The prognosis is about as bad as could be expected.

Adrian Wojnarowski of ESPN:

This injury isn’t just a setback for this season. It could derail the Clippers’ long-term plan.

They’ve already lost nine straight, and Danilo Gallinari and Milos Teodosic are injured. If they fall further out of playoff position, they could become sellers before the trade deadline, especially with DeAndre Jordan ($24,119,025 player option for next season) and Lou Williams ($7 million salary on expiring contract).

Health was always the major question with this team, and it won’t soften as Blake Griffin and Danilo Gallinari age through lucrative contracts.

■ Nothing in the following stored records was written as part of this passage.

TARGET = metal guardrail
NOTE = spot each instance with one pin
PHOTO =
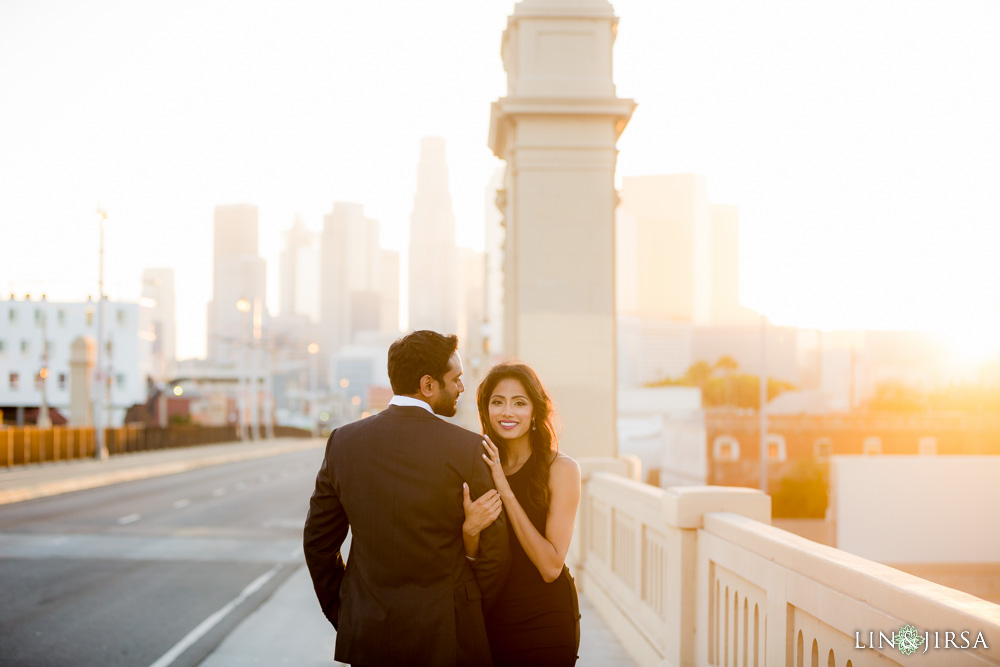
(22, 445)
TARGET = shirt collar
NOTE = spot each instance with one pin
(408, 402)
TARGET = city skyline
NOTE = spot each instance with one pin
(856, 141)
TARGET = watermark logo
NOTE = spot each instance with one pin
(908, 640)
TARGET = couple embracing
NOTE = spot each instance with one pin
(458, 539)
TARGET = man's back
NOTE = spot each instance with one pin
(409, 594)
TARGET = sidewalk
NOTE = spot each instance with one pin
(49, 479)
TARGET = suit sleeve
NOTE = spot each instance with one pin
(324, 534)
(493, 562)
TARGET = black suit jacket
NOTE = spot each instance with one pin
(408, 595)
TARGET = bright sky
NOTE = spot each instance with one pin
(859, 138)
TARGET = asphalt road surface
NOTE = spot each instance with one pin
(153, 572)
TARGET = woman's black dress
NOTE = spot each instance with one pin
(533, 623)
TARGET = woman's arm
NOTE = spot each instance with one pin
(547, 552)
(478, 515)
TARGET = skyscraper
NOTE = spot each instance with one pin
(678, 255)
(238, 273)
(352, 271)
(160, 315)
(298, 273)
(433, 294)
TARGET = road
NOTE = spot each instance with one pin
(151, 572)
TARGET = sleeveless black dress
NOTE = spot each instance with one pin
(533, 623)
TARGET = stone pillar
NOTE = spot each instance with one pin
(557, 129)
(81, 362)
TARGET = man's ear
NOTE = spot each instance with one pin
(427, 386)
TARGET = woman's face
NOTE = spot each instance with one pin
(510, 409)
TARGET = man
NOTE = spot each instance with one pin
(409, 594)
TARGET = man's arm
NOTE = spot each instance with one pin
(493, 561)
(325, 531)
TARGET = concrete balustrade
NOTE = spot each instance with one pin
(698, 576)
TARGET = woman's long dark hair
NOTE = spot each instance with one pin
(542, 438)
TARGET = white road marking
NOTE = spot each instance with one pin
(213, 620)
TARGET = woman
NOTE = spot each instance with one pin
(536, 619)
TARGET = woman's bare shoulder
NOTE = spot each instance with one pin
(564, 466)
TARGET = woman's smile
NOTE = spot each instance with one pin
(510, 409)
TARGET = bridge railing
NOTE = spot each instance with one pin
(698, 576)
(20, 445)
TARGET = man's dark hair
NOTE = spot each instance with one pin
(417, 354)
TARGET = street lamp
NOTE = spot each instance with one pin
(43, 420)
(313, 424)
(100, 451)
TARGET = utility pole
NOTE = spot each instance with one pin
(100, 450)
(43, 420)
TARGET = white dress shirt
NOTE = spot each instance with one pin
(408, 402)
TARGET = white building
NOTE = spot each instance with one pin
(24, 325)
(238, 274)
(298, 272)
(359, 279)
(433, 271)
(159, 315)
(494, 241)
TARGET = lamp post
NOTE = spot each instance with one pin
(43, 420)
(313, 425)
(100, 451)
(762, 411)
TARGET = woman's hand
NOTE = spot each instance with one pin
(492, 458)
(482, 512)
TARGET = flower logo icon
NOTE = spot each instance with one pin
(908, 640)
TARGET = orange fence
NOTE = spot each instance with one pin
(30, 444)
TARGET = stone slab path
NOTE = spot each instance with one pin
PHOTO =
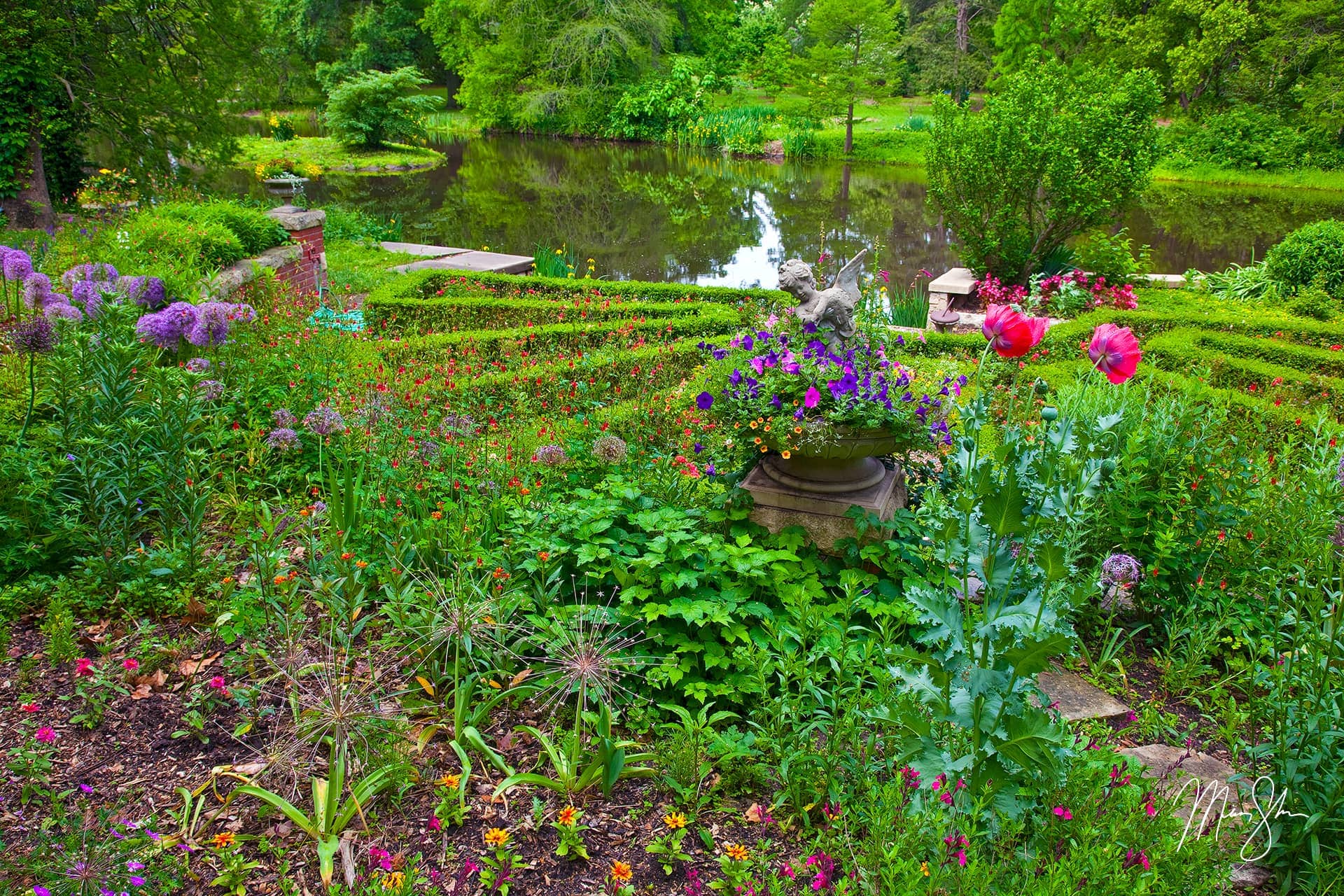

The final year of Beverley’s contract is guaranteed for just $5,027,028 next season, and the 29-year-old will spend most of the summer recovering from this injury. That salary is probably low enough that the Clippers will keep him without hesitation.

Until then, down a couple point guards, the Clippers have no choice but to continue leaning more on Austin Rivers. That also means greater roles for second-round rookies Jawun Evans and Sindarius Thornwell. That’s just too many players facing outsized responsibility.

The Pelicans, Grizzlies, Jazz and any other team competing for the final playoff spots in the Western Conference ought to feel better about their chances. They’re still competing with each other, and it’s doubtful all three make it. But Beverley’s injury helps clear the way.

The Clippers, who didn’t want to take a major step back after Chris Paul‘s departure, must confront an even more uneasy reality.